Diriwayatkan oleh Bukhari dam Muslim dari Abu Hurairah :
أَنَّ النَّبِىَّ
صَلَّى اللهُ عَلَيْهِ وَسَلَّمَ كَانَ يُوءْتَى بِالرَّجُلِ الْمُتَوفَّى
عَلَيْهِ الدَّيْنُ فَيَسْأَلُ هَلْ تَرَكَ لِدَيْنِهِ فَضْلاً ؟ فَإِنْ حُدِّثَ
أَنَّهُ تَرَكَ وَفَاءً صَلَّى وَإِلاَّ . قَالَ لِلْمُسْلِمِيْنَ صَلُّوْا عَلَى صَاحِبِكُمْ
.
Bahwa seorang laki-laki yang meniggal dalam berutang disampaikam beritanya kepada Nabi SAW. Maka Nabi akan menanyakan apakah ia ada meninggalkan kelebihan buat pembayar utangnya. Jika dikatakan orang bahwa ia ada meninggalkan harta untuk pembayarnya, maka belia akan menyembahyangkan maya itu. Jika tidak, beliau akan memesankan kepada kaum muslimin, Shalatkan teman sejawatmu.
2. Keutamaannya
a. Diriwayatkan oleh Jama'ah dari Abu Hurairah bahwa Nabi SAW bersabda :
مَنْ تَبِعَ جَنَازَةً
وَصَلَّى عَلَيْهَا، فَلَهُ قِيْرَاطَ وَمَنْ تَبِعَهَا حَتَّى يُفْرَغَ مِنْهَا
فَلَهُ قِيْرَاطَانِ ، أَصْغَرُهُمَامِشْلُ أُحُدٍ ، أَوْ أَحَدُ هُمَا مِثْلُ
أُحُدٍ . .
Barangsiapa mengiringikan jenazahdan turut menyembahyangkannya, ia akan beroleh pahala sebesar satu qirath dan barangsiapa mengiringkannya sampai selesai penyelenggaraannya, ia akan beroleh 2 qirath, yang terkecil atau katanya salah satu diantaranya beratnya seperti gunung uhud.
b. Diriwayatkan pula oleh Muslim dari khabbab RA bahwa ia menanyakan kepada Abdullah Ibnu Umar, apakah Ibnu Umar ini pernah mendengar apa kata Abu Hurairah yaitu bahwa ia telah mendengar Rasulullah SAW bersabda :
مَنْ خَرَجَ مَعَ
جَنَازَةٍ مِنْ بَيْتِهَا وَصَلَّى عَلَيْهَا ثُمَّ تَبِعَهَا حَتَّى تُدْفَنَ
كَانَ لَهُ قِيْرَاطَانِ مِنْ أَجْرٍ، كُلُّ قِيْرَاطٍ مِثْلُ أُحُدٍ . وَمَنْ
صَلَّى عَلَيْهَا ثُمَّ رَجَعَ ، كَانَ لَهُ مِثْلُ أُحُدٍ ، فَأُرْسِلَ ابْنُ
عُمَرَ رَضِىَ اللهُ عَنْهُمَا خَبَّابًا إِلَى عَاأِشَةَ يَسْأَلُهَا عَنْ قَوْلِ
أَبِى هُرَيْرَةَ ثُمَّ يَرْجِعُ إِلَيْهِ فَيُخْبِرُهُ مَا قَالَتْ . فَقَالَ :
قَالَتْ عَاأِشَةُ : صَدَقَ أَبُوْهُرَيْرَةَ . فَقَالَ ابْنُ عُمَرَ رَضِىَ اللهَ
عَنْهُمَا : لَقَدْ فَرَّطْنَافِى قَرَارِيْطَ كَثِيْرَةً .
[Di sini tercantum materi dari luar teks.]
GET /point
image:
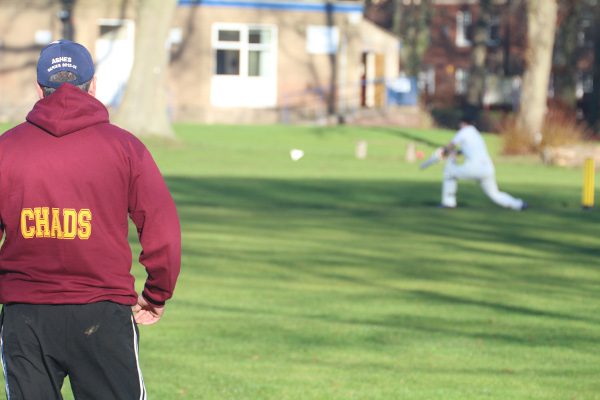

Siapa yang turut keluar bersama jenazah dari rumahnya, menyembahyangkannya lalu mengiringkanya sampai di makamkan, ia akan beroleh pahala sebesar 2 qirath, yang berat masing-masingnya adalah seperti gunung uhud. Dan siapa yang hanya menyembahyangkannya ia akan beroleh pahala seberat gunung uhud. Maka Ibnu Umar pun mengutus Khabbab menemui Aisyah buat menanyakan ucapan Abu Huraieah tersebut dan disuruhnya kembali buat menyampaikan bagaimana hasilnya. Kata Khabbab kemudian, menurut Aisyah benarlah apa yang dikatakn Abu Hurairah itu. Ulas umar, sungguh selama ini kita telah mengabaikan pahala berqirath-qirath banyaknya.
3. Syarat-syaratnya
Shalat jenazah termasuk dalam ibadah shalat, maka disyariatkan padanya syarat-syarat yang telah diwajibkan pada shalat-shalat fardhu lainnya, baik berupa kesucian yang sempurna dan bersih dari hadast besar maupun kecil, menghadap kiblat dan menutup aurat.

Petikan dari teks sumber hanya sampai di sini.